Previously, we have described a fully automated HDX system to probe conformational changes induced by ligand binding to PPARγ LBD.35–37 This work demonstrated that we could detect changes in amide exchange rate upon binding of full and partial agonists of PPARγ. Subsequent work compared the HDX data for a set of full and partial agonists with the corresponding X-ray structures (Structure, in press). It was demonstrated that ligand binding altered the dynamics of the receptor without significant changes to the overall structure of PPARγ LBD as measured with X-ray crystallography. Although HDX data has been acquired for the binding of synthetic ligands to PPARγ, no data has been reported for endogenous ligands such as prostaglandin J2 and oxidized lipids. After our initial HDX studies examining ligand binding to PPARγ, a number of improvements to the HDX experiment have been reported in the literature, such as the demonstration of the utility of sub-2-μm stationary phases in HDX MS experiments.38
In the work described here, our initial focus was on the reduction of systematic errors in differential HDX experiments. Improvements to the efficiency of the chromatography step via the use of HPLC columns packed with sub-2-μm particles have been incorporated into our automated HDX system. Subsequent to these improvements, we developed a two-step HDX method that can be used to probe ligand-induced changes to the dynamics of the PPARγ ligand-binding pocket. Five comprehensive differential HDX experiments were interrogated to identify a single on-exchange time point that reflects the maximum difference between apo- and ligand-bound HDX rates. A higher throughput, single-time-point, HDX method was then developed. In this current configuration of the experiment, less than 3 h of instrument time is required to complete the entire differential HDX experiment, as compared to approximately 1 d with our previous approach. The analysis of six synthetic and four endogenous ligands was completed in approximately 24 h. To obtain the equivalent data from a comprehensive experiment would have required around 10 d of instrument time. In addition, this work describes the first HDX data of a nuclear receptor bound to endogenous ligands. Based on our preliminary data for the estrogen receptor (ER), liver X activated receptor (LXR), and protein kinases, this two-step approach appears to be applicable to the characterization of other protein-ligand interactions.
PPARγ-LBD was purified in house. The PPARγ ligands MRL-20, MRL-24, and BVT.13 were synthesized in house using previously described chemical strategies.12 GW1929 and 15-deoxy-prostaglandin-J2 were purchased from Sigma (St.
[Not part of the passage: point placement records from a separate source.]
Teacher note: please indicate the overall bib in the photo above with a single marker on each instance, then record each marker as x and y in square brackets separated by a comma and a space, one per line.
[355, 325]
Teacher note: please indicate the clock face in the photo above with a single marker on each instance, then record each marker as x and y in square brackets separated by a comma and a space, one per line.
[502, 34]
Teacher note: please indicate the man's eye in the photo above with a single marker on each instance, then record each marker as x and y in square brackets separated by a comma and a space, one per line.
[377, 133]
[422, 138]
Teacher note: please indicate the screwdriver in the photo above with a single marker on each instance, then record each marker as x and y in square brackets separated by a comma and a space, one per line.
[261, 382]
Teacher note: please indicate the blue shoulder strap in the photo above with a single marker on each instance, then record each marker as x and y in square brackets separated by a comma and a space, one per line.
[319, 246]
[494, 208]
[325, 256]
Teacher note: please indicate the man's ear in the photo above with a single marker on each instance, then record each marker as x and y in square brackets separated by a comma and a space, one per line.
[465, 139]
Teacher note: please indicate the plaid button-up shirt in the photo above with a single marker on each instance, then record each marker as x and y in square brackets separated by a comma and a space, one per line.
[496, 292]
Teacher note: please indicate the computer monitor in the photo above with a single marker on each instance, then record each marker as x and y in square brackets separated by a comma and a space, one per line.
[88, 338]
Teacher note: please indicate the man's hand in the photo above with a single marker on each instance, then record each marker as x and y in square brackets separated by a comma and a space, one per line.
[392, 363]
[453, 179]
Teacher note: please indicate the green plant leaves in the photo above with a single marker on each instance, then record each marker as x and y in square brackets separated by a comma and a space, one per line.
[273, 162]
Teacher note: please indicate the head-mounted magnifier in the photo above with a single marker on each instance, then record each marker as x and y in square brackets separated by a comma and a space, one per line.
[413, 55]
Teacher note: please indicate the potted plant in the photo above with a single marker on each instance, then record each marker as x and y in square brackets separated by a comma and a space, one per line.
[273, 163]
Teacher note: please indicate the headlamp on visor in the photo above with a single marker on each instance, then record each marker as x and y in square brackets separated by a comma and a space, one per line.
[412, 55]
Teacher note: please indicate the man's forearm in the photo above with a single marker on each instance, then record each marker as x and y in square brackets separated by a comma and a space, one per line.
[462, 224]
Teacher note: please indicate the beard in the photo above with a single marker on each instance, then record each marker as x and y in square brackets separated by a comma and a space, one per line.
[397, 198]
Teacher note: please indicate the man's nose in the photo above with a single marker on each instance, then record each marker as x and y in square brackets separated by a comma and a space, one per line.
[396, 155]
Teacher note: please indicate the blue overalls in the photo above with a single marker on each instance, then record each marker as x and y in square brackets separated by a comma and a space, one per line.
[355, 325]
Louis, MO). MCC-555, 9(S)-HODE, 13(S)-HODE, and 15(S)-HETE were purchased from Cayman Chemical (Ann Arbor, MI). Rosiglitazone was purchased from ChemPacific Corp., MD. Each ligand was prepared as a 10 mM stock in DMSO.
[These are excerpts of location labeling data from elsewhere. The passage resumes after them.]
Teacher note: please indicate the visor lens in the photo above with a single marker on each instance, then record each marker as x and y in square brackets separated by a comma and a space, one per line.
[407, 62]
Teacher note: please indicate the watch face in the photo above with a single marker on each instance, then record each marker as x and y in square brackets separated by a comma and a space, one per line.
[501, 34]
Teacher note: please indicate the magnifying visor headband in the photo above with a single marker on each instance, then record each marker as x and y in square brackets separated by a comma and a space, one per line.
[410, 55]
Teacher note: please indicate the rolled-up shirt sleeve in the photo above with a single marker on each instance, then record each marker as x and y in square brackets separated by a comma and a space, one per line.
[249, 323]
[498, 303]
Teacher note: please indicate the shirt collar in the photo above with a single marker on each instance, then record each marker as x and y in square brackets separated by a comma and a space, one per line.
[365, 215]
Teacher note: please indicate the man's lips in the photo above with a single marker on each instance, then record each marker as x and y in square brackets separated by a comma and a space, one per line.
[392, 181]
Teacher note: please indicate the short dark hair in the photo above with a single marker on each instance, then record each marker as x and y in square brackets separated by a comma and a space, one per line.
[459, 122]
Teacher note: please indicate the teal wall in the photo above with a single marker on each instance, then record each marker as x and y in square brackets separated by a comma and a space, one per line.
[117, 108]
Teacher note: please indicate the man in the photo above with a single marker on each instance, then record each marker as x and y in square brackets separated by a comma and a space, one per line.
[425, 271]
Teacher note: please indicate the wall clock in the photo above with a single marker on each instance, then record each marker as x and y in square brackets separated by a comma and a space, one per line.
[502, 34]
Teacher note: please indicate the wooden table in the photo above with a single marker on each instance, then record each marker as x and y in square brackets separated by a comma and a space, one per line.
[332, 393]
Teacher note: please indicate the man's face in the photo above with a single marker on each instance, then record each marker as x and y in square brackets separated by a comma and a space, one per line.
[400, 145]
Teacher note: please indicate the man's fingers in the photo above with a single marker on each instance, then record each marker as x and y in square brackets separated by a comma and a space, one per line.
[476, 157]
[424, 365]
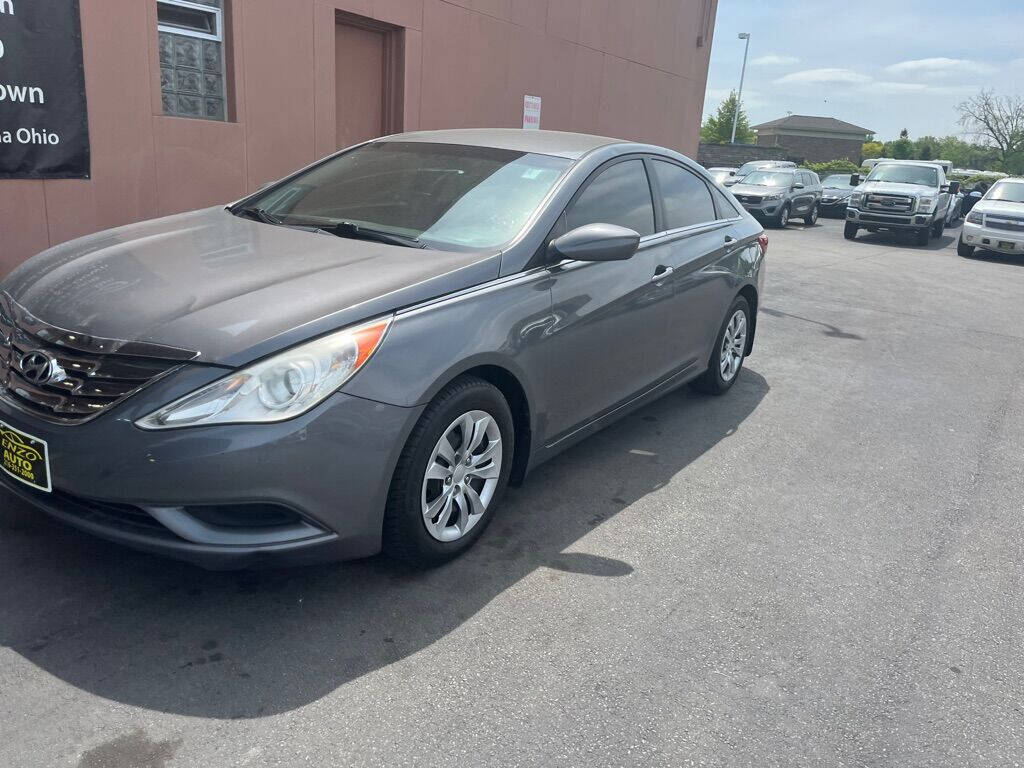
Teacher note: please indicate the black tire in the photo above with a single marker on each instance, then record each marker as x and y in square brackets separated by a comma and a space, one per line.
[712, 381]
[964, 249]
[404, 535]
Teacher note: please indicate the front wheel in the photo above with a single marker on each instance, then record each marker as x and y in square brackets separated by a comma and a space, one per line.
[728, 352]
[964, 249]
[451, 475]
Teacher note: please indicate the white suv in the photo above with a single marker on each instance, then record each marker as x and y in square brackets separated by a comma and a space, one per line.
[996, 221]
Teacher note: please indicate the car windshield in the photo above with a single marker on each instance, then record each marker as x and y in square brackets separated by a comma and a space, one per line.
[769, 178]
[444, 196]
[837, 181]
[1007, 192]
[905, 174]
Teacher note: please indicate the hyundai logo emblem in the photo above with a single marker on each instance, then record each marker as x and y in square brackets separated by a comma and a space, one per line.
[39, 368]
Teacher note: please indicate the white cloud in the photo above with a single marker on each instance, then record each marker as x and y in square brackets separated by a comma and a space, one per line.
[826, 75]
[940, 67]
[774, 59]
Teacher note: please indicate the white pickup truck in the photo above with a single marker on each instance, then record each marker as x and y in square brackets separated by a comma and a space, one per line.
[996, 221]
[901, 196]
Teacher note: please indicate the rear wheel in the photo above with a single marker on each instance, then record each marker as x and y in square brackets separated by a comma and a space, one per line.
[451, 475]
[728, 352]
[964, 249]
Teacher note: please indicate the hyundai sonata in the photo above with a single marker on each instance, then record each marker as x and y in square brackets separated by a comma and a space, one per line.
[363, 355]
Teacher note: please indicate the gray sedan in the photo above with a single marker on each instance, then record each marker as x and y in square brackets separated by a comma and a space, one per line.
[365, 354]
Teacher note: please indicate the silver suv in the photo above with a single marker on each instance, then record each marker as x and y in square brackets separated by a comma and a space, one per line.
[774, 196]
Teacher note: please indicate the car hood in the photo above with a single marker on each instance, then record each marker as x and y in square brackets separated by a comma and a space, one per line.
[999, 208]
[886, 187]
[229, 288]
[755, 189]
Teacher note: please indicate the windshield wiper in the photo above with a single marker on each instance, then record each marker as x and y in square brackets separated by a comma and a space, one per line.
[351, 229]
[258, 214]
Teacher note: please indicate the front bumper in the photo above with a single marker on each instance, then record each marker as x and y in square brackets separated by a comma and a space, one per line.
[765, 209]
[889, 220]
[991, 239]
[328, 471]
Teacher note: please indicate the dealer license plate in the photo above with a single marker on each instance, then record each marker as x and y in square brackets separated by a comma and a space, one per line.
[25, 458]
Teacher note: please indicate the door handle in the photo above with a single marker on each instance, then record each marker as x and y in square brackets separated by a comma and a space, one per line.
[662, 272]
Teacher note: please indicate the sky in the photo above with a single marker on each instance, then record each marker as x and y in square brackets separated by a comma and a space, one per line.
[883, 66]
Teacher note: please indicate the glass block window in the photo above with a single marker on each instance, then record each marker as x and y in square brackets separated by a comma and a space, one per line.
[192, 58]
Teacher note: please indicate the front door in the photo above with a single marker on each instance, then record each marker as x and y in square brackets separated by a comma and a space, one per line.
[608, 339]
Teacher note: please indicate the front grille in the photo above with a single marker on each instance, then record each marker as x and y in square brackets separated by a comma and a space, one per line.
[1008, 223]
[93, 373]
[889, 203]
Protein dilution buffer (H2O or D2O) was 20 mM Tris-Cl (pH 7.9), containing 100 mM KCl, and 1 mM DTT. Quench solution was 3 M urea in 0.5% aqueous trifluoroacetic acid (TFA). All other chemicals and solvents were purchased from Sigma (St. Louis, MO). For protein:ligand experiments, protein stock solutions (10 μM) were incubated with ligand solution (200 μM) for 3 h at 25°C. Solution-phase HDX was performed with a fully automated system constructed around a LEAP Technologies Twin PAL HTS autosampler (LEAP Technologies, Carrboro, NC) interfaced with a linear ion trap mass spectrometer (Thermo Finnigan, San Jose, CA).36 Four microliters of a 10 μM protein solution was diluted to 20 μL with D2O dilution buffer and incubated at 25°C for the following periods of time; 1 sec, 30 sec, 60 sec, 900 sec, and 3600 sec. Following on-exchange, unwanted forward or back exchange was minimized by dilution to 50 μL with quench solution (held at 1.5°C). Sample was then passed across an immobilized pepsinogen column (prepared in house39) at 200 μL/min (0.1% TFA, 2°C), and the resulting peptides were trapped onto a C8 trap cartridge (Microm Bioresources, Auburn, CA). Peptides were then gradient eluted (4% CH3CN to 40% CH3CN, 0.3% formic acid over 20 min, 2°C) across a 50 mm × 2.1 mm analytical column (3 μm Hypersil Gold, ThermoFisher Scientific) directly into the mass spectrometer.
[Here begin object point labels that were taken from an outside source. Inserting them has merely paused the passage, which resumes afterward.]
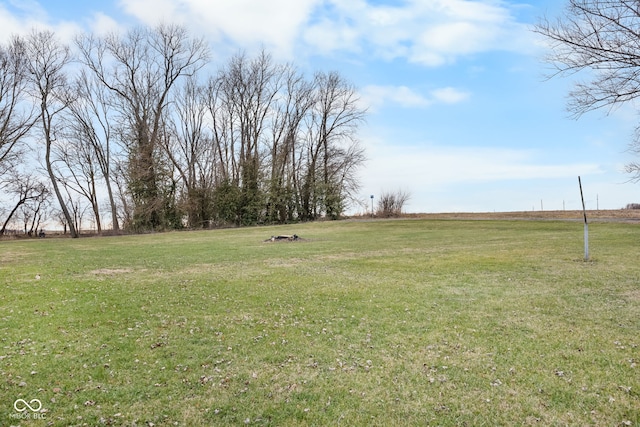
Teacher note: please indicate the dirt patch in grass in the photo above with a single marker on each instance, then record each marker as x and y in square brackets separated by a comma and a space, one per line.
[111, 271]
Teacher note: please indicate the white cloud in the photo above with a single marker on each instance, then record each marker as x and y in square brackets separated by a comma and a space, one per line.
[374, 97]
[437, 166]
[275, 24]
[431, 33]
[445, 179]
[450, 95]
[102, 24]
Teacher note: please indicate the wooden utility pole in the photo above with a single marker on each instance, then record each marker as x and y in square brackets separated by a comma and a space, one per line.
[586, 224]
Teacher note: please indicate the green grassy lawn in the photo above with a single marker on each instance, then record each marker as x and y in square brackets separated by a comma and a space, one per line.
[405, 322]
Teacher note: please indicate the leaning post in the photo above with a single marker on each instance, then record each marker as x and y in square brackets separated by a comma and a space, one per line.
[586, 224]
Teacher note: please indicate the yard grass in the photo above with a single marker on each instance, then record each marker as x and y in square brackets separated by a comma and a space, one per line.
[404, 322]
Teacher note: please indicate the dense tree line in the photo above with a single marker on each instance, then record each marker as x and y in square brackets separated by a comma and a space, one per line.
[133, 125]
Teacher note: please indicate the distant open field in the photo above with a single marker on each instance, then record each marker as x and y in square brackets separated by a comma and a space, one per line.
[616, 215]
[387, 322]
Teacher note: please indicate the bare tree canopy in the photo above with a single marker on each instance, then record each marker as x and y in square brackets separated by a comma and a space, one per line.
[140, 132]
[601, 37]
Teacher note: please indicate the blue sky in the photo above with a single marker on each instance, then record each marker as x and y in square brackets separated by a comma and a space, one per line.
[460, 113]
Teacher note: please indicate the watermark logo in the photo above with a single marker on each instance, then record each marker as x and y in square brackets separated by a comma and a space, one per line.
[22, 405]
[28, 410]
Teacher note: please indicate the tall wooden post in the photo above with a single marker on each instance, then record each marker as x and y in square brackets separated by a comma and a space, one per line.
[586, 224]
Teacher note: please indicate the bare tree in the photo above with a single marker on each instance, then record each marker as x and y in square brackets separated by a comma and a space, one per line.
[47, 60]
[141, 68]
[188, 146]
[601, 37]
[90, 125]
[79, 173]
[26, 189]
[16, 117]
[333, 151]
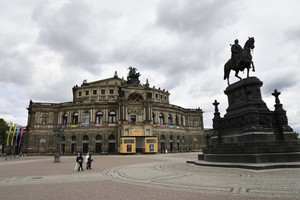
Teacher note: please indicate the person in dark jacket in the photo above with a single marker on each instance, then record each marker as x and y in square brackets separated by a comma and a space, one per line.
[79, 160]
[89, 163]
For screening experiments, the on-exchange time was 30 sec. Each experiment was the average of four replicates, acquired in parallel. Each ligand was acquired and compared to its own apo dataset. The trap column was from Agilent (Zorbax Eclipse XDB-C8, Agilent, Santa Clara, CA) and the analytical column was from ThermoFisher (50 mm × 2.1 mm, 1.9 μm Hypersil Gold). The gradient time was 10 min with a flow rate of 250 μL/min; the back pressure was around 320 Bar.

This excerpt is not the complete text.